Barcelona, Espanha, 29 set (Lusa) - O presidente catalão Artur Mas considerou hoje "hostil" a atitude do Governo espanhol, por apresentar recursos judiciais contra a consulta independentista, criticando também a "velocidade supersónica" do Tribunal Constitucional (TC) para a travar.

Mas falava na apresentação no Palau da Generalitat, sede do Governo regional, do Livro Branco da Transição Nacional da Catalunha, documento que reúne os 18 relatórios do Conselho Assessor para a Transição Nacional (CATN), produzidos nos últimos meses.

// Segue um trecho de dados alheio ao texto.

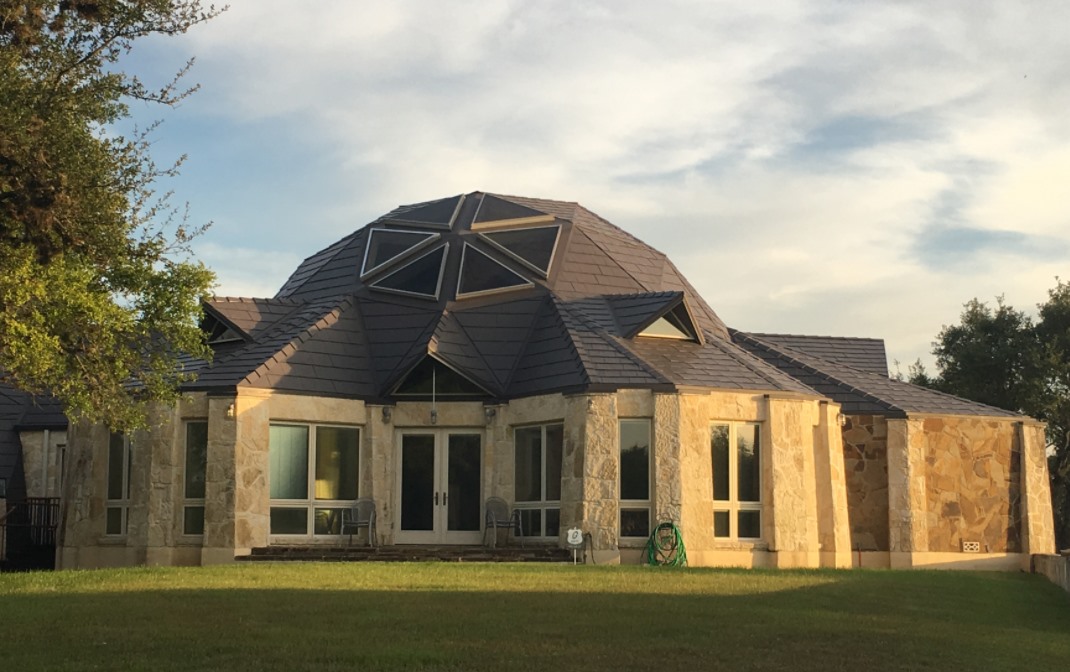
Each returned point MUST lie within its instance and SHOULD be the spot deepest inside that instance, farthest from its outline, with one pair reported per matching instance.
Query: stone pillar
(794, 510)
(379, 468)
(162, 443)
(907, 509)
(834, 527)
(1038, 530)
(592, 446)
(668, 488)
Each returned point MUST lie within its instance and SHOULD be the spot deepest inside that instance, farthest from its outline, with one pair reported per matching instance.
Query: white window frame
(543, 504)
(636, 504)
(733, 505)
(310, 503)
(123, 503)
(188, 502)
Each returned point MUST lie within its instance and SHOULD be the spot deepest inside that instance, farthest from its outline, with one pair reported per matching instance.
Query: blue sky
(837, 168)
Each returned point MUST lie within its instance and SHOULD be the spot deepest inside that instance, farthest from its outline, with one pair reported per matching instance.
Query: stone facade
(866, 466)
(913, 488)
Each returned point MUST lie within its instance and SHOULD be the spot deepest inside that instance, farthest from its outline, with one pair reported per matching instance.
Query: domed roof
(480, 295)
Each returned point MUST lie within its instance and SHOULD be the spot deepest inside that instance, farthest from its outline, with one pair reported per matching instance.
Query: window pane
(479, 273)
(419, 276)
(337, 454)
(748, 463)
(635, 459)
(116, 453)
(749, 524)
(535, 246)
(326, 521)
(635, 522)
(721, 524)
(529, 464)
(288, 468)
(554, 443)
(719, 458)
(193, 520)
(552, 522)
(115, 520)
(385, 245)
(289, 520)
(531, 522)
(196, 460)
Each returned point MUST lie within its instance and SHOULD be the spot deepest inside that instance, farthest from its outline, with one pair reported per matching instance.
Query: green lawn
(471, 616)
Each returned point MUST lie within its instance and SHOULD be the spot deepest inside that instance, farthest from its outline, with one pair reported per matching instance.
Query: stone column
(592, 446)
(668, 488)
(1038, 530)
(907, 509)
(834, 528)
(381, 469)
(162, 443)
(794, 510)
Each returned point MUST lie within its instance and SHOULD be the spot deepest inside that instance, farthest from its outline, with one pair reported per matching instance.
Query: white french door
(440, 486)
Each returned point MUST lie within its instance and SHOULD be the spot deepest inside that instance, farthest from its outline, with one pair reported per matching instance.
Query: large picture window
(118, 506)
(636, 477)
(736, 457)
(314, 473)
(537, 471)
(193, 508)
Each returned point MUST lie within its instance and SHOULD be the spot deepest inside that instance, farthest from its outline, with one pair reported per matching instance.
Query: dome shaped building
(485, 346)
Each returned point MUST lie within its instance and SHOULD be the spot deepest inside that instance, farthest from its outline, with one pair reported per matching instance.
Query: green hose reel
(666, 546)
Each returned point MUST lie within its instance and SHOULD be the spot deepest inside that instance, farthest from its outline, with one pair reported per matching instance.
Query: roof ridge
(291, 346)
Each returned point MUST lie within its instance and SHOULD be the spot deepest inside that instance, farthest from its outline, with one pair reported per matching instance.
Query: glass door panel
(417, 483)
(463, 474)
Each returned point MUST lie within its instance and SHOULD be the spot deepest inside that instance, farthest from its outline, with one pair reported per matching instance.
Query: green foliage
(97, 288)
(1003, 359)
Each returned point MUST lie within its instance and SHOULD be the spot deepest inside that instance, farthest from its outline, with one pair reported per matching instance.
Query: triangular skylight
(421, 277)
(480, 274)
(534, 246)
(431, 378)
(495, 211)
(676, 324)
(439, 214)
(385, 245)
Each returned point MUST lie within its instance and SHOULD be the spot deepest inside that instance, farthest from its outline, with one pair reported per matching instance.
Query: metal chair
(498, 515)
(362, 515)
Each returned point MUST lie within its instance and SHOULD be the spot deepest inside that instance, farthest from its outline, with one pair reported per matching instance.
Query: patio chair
(362, 515)
(499, 516)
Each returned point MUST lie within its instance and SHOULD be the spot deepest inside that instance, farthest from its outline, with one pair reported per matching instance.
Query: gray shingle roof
(327, 332)
(858, 391)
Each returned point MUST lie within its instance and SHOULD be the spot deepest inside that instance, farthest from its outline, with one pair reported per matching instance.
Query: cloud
(847, 168)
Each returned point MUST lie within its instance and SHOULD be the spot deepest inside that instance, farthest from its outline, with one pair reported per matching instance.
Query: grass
(453, 616)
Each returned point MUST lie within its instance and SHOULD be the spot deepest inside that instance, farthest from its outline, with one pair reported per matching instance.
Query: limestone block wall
(43, 455)
(1038, 525)
(973, 484)
(866, 468)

Os comentários de Mas, em Barcelona, foram feitos depois de, em Madrid, o Tribunal Constitucional, reunido num plenário extraordinário, ter admitido a entrada dos dois recursos de inconstitucionalidade contra a consulta independentista aprovados hoje pelo Governo, uma decisão que suspende aquela iniciativa catalã.

O TC, que recebeu os recursos ao início da tarde, convocou de imediato um plenário extraordinário que decorreu em Madrid e seus os 12 elementos do tribunal admitiram a tramitação dos recursos.

Artur Mas rejeitou o argumento do Governo, garantindo que a consulta de 9 de novembro "não é um referendo encoberto" e, como tal, não pode ser considerada ilegal.

Para Mas, em vez de ser um Estado de "convicção democrática plena" que já estaria, neste momento, a debater o voto 'sim' ou 'não', o Governo espanhol prefere adotar a postura de "nem perguntar, nem deixar perguntar" aos cidadãos.

O presidente catalão instou o TC a exercer verdadeiramente o papel de árbitro que lhe confere a lei, procurando ser um tribunal "de todos" e não unicamente de uma parte interessada, a do Governo central.

A suspensão cautelar tem uma vigência de cinco meses, um prazo findo o qual se o TC ainda não ditou sentença, deve decidir se prorroga a medida cautelar ou a levanta.

Especialistas antecipam que não deverá haver uma decisão final antes da data prevista da consulta, a 9 de novembro.

Ainda assim, durante o período de suspensão, a Generalitat, o Governo regional catalão, não poderá levar a cabo qualquer ação relacionada com a consulta, incluindo a campanha que começou no sábado e os preparativos logísticos.